The first model of the chapter does not contain any surprises. However, a method for drawing samples from the prior is presented in the form of the function extract.prior. We can include similar behaviour into our Stan models by making sampling from the likelihood conditional on a flag.

The model is defined as:

\[ \begin{align} D_i &\sim \operatorname{Normal}(\mu_i, \sigma) \\ \mu &= \alpha + \beta_A A \\ \alpha &\sim \operatorname{Normal}(0, 0.2) \\ \beta_A &\sim \operatorname{Normal}(0, 0.5) \\ \sigma &\sim \operatorname{Exponential}(1) \end{align} \]

/* Model 5.1 
This model includes a flag indicating 
when to sample from the prior only.
*/
data {
  int<lower=0> N; // Number of obs
  vector[N] D;    // Divorce rate
  vector[N] A;    // Age at marriage
  /* Prior only flag
  will be used to enable prior 
  simulations from the model. Set to 1 if 
  sampling from prior only. */
  int<lower=0, upper=1> prior_only;
}
parameters {
  real a;               // Intercept
  real ba;               // Slope for A
  real<lower=0> sigma;  // Sigma with lwr bound
}
transformed parameters {
  array[N] real mu;
  for (i in 1:N) {
    mu[i] = a + ba * A[i];
  }
}
model {
  a ~ normal(0, 0.2);
  ba ~ normal(0, 0.5);
  sigma ~ exponential(1);
  if (prior_only == 0) {
    D ~ normal(mu, sigma);
  }
} 
generated quantities {
  array[N] real y_rep;
  y_rep = normal_rng(mu, sigma);
}

To run the model we will have to prepare the data and include the flag variable.

# Loading data
data(WaffleDivorce) 
dat <- WaffleDivorce  

dl <- list(
  N = length(dat$Divorce),
  D = standardize(dat$Divorce), 
  M = standardize(dat$Marriage), 
  A = standardize(dat$MedianAgeMarriage),
  prior_only = 1
)

Next we are compiling the model.

# Compiling the model
m5.1 <- cmdstan_model(stan_file = "models/m5-1.stan", 
                      exe_file = "models/m5-1.exe")

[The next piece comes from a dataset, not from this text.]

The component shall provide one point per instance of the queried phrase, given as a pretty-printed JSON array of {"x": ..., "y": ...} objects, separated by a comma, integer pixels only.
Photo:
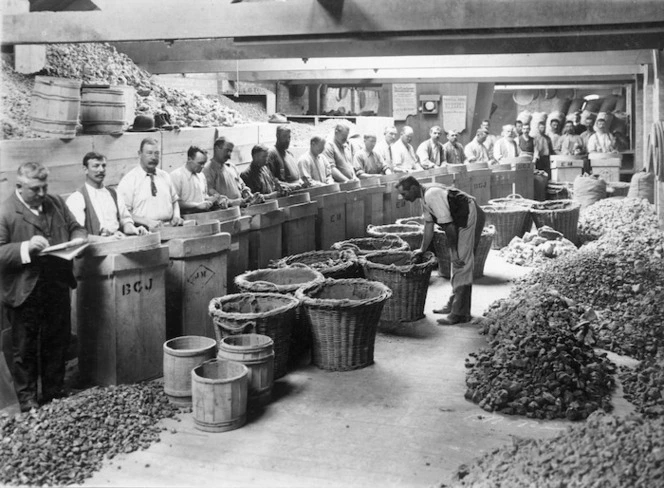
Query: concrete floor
[{"x": 402, "y": 422}]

The model is now ready to run using only the prior.

fit5.1 <- m5.1$sample(
        data = dl,                 # The list of variables
        iter_sampling = 2000,      # Number of iterations for sampling
        iter_warmup = 1000,        # Number of warm-up iterations
        chains = 1,                # Number of Markov chains
        refresh = 1000             # Number of iterations before each print
)

Running MCMC with 1 chain...

Chain 1 Iteration:    1 / 3000 [  0%]  (Warmup) 
Chain 1 Iteration: 1000 / 3000 [ 33%]  (Warmup) 
Chain 1 Iteration: 1001 / 3000 [ 33%]  (Sampling) 
Chain 1 Iteration: 2000 / 3000 [ 66%]  (Sampling) 
Chain 1 Iteration: 3000 / 3000 [100%]  (Sampling) 
Chain 1 finished in 0.2 seconds.

The prior model samples fine. Using the draws we can construct a prior predictive check similar to Figure 5.3 (McElreath 2020, 127).

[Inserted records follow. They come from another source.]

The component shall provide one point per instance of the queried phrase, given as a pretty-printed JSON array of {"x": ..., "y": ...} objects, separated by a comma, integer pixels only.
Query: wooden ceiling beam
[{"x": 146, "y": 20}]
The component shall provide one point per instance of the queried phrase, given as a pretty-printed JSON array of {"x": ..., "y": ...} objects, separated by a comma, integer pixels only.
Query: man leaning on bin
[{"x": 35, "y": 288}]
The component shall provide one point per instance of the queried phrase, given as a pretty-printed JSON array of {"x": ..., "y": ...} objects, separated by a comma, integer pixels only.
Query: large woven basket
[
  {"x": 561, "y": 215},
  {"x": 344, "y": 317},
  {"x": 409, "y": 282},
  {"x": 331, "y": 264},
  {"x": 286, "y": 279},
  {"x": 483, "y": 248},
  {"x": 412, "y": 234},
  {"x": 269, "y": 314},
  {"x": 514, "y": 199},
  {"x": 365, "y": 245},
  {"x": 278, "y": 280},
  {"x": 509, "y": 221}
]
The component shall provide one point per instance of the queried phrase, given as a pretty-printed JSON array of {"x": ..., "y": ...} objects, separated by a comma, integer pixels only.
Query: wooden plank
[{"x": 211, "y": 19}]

McElreath, Richard. 2020. Statistical Rethinking: A Bayesian Course with Examples in R and Stan. Second edition. Chapman & Hall/CRC Texts in Statistical Science Series. Boca Raton: CRC Press.

draws5.1 <- fit5.1$draws(format = "df")

draws5.1 |> 
  select(a, ba, .iteration) |>
  slice_sample(n = 50) |> 
  expand_grid(A = seq(from = -2, to = 2, by = 0.2)) |> 

  ggplot(aes(A, a + ba * A, group = .iteration)) + 
  geom_line() + 
  labs(x = "Median age marriage (std)", 
       y = "Divorce rate (std)")

Warning: Dropping 'draws_df' class as required metadata was removed.

Recreating figure 5.3 from a prior-only sample.

The benefits of using the same model program for prior and posterior analysis maybe becomes more obvious when the model gets complex and there is no easy way to do prior simulations. Additionally, the prior_only flag saves us from having to re-compile a new model that contains the likelihood.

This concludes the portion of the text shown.